Dazu sei jedoch ein neues Paradigma notwendig, denn mit ihrer gegenwärtigen Kultur werde die Menschheit nicht überleben. Sie beschrieb eindringlich die kulturelle Krise, die der Jugend jede Perspektive nehme. Bei einer Jugendarbeitslosigkeit, die in manchen Städten 70-75% erreiche, und einer Massenkultur, die die Menschen nur noch als Objekt betrachte, werde die Jugend in Kriminalität und eine Null-Bock-Haltung getrieben, die es ihr unmöglich mache, sich angemessen auf die Aufgaben der Zukunft vorzubereiten.
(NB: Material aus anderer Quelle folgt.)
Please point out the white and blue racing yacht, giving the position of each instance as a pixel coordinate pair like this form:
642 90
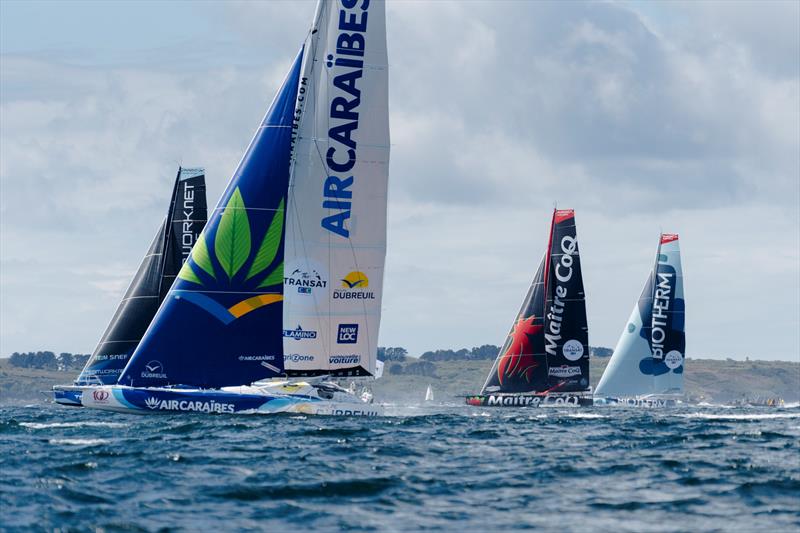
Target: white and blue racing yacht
281 293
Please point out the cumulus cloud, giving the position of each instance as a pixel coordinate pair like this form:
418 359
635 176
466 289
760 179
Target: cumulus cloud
684 116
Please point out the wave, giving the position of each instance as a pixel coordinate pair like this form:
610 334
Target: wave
38 425
79 442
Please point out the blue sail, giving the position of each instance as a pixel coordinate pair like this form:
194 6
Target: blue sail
222 322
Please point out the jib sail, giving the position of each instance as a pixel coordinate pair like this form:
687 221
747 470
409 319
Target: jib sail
221 323
546 349
649 356
184 222
336 212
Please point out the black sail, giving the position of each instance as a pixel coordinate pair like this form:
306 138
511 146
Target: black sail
521 365
157 270
547 347
566 333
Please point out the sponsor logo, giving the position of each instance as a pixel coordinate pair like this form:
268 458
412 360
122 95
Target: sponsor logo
346 63
354 287
529 401
297 358
673 359
299 333
642 402
189 405
305 281
518 361
348 334
100 396
154 370
564 371
563 272
349 359
256 358
572 350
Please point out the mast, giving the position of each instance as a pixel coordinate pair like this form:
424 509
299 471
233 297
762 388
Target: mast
337 201
547 347
222 321
649 356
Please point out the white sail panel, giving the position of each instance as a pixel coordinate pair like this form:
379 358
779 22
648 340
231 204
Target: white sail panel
650 354
336 213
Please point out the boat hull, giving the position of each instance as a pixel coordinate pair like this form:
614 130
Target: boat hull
528 400
636 402
216 401
69 395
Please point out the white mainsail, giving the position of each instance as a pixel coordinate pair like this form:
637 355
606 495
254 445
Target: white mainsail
336 212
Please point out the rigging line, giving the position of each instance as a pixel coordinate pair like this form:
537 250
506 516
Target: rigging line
314 44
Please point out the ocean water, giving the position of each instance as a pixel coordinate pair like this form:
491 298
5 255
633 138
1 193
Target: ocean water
451 468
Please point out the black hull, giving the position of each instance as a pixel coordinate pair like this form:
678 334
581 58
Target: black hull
528 400
648 403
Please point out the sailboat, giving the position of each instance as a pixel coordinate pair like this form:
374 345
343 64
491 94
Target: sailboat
170 247
286 280
545 358
646 368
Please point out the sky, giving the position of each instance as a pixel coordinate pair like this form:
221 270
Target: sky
642 116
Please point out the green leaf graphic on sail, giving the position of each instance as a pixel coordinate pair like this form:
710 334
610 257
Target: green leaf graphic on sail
232 243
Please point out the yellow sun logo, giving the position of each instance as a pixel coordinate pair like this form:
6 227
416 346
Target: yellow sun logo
355 280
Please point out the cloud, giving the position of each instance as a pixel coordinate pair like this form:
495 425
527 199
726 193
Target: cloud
684 116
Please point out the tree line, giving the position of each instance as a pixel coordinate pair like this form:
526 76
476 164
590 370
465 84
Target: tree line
47 360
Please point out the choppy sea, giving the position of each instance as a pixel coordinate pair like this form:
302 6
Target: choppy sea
452 468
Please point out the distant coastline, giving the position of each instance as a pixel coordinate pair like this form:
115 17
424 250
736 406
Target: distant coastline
406 378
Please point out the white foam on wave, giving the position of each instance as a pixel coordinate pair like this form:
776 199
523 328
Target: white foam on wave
78 442
38 425
752 416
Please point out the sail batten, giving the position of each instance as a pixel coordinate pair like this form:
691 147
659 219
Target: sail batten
221 321
547 347
146 290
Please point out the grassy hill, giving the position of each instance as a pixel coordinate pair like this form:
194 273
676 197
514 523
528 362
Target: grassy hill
709 379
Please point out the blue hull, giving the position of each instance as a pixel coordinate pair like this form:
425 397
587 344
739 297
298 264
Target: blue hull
67 396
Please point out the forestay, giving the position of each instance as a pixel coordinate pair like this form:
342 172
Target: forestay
170 247
649 356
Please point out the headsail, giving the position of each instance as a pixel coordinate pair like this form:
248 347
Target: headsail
649 355
147 288
336 212
547 347
221 323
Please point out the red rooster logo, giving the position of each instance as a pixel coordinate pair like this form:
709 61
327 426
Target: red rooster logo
518 359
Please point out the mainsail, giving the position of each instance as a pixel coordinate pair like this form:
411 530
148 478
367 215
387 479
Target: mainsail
222 322
336 210
547 347
185 220
649 356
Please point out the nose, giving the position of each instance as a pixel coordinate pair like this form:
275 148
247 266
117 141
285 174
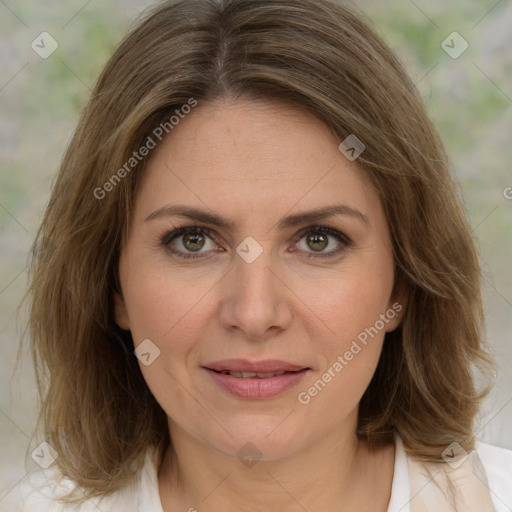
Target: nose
255 298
Es sei eine Horrorvision, sich vorzustellen, wie die Welt ausschauen werde, wenn aus solchen Kindern führende Politiker geworden sind.

Wesentlich sei es, ein Paradigma zu schaffen, das auf der Kreativität des Menschen beruht. Kreativität bestehe aber nicht darin, „töpfern zu lernen“, sondern im Erkenntnisgewinn. Sinnliche Erfahrungen reichten dazu nicht aus, es bedürfe vielmehr einer kulturellen Anstrengung, um zu verstehen, was Kreativität ist. Sie empfahl ihrem Publikum, die Rolle des „Chores“ in Shakespeares Dramen, Johann Sebastian Bachs Präludien und Fugen oder Schillers Wallenstein-Trilogie zu studieren. Anhand dieses Werkes beschrieb sie, wie Schiller nach seinem intensiven Studium des Dreißigjährigen Krieges als Hypothese ein ganz anderes Bild des Wallenstein entwarf, als es von Wallensteins Gegnern, den Habsburgern, überliefert wurde.

Dazu sei ein Gedankensprung notwendig gewesen. Diese Fähigkeit zu kreativen Gedankensprüngen müsse man entwickeln, um das heute vorherrschende oligarchische Denken hinter sich zu lassen. Dazu müsse man den Blick für die Größe und Schönheit der Schöpfung entwickeln und schärfen.

Dies sei von entscheidender Bedeutung in der unmittelbaren Krise, in der wir uns befinden, denn nur dann, wenn man diese Fähigkeit in den Menschen anspreche, könne man ihren Pessimismus überwinden und sie dazu mobilisieren, als aktive Staatsbürger für eine vernünftige Lösung zu kämpfen.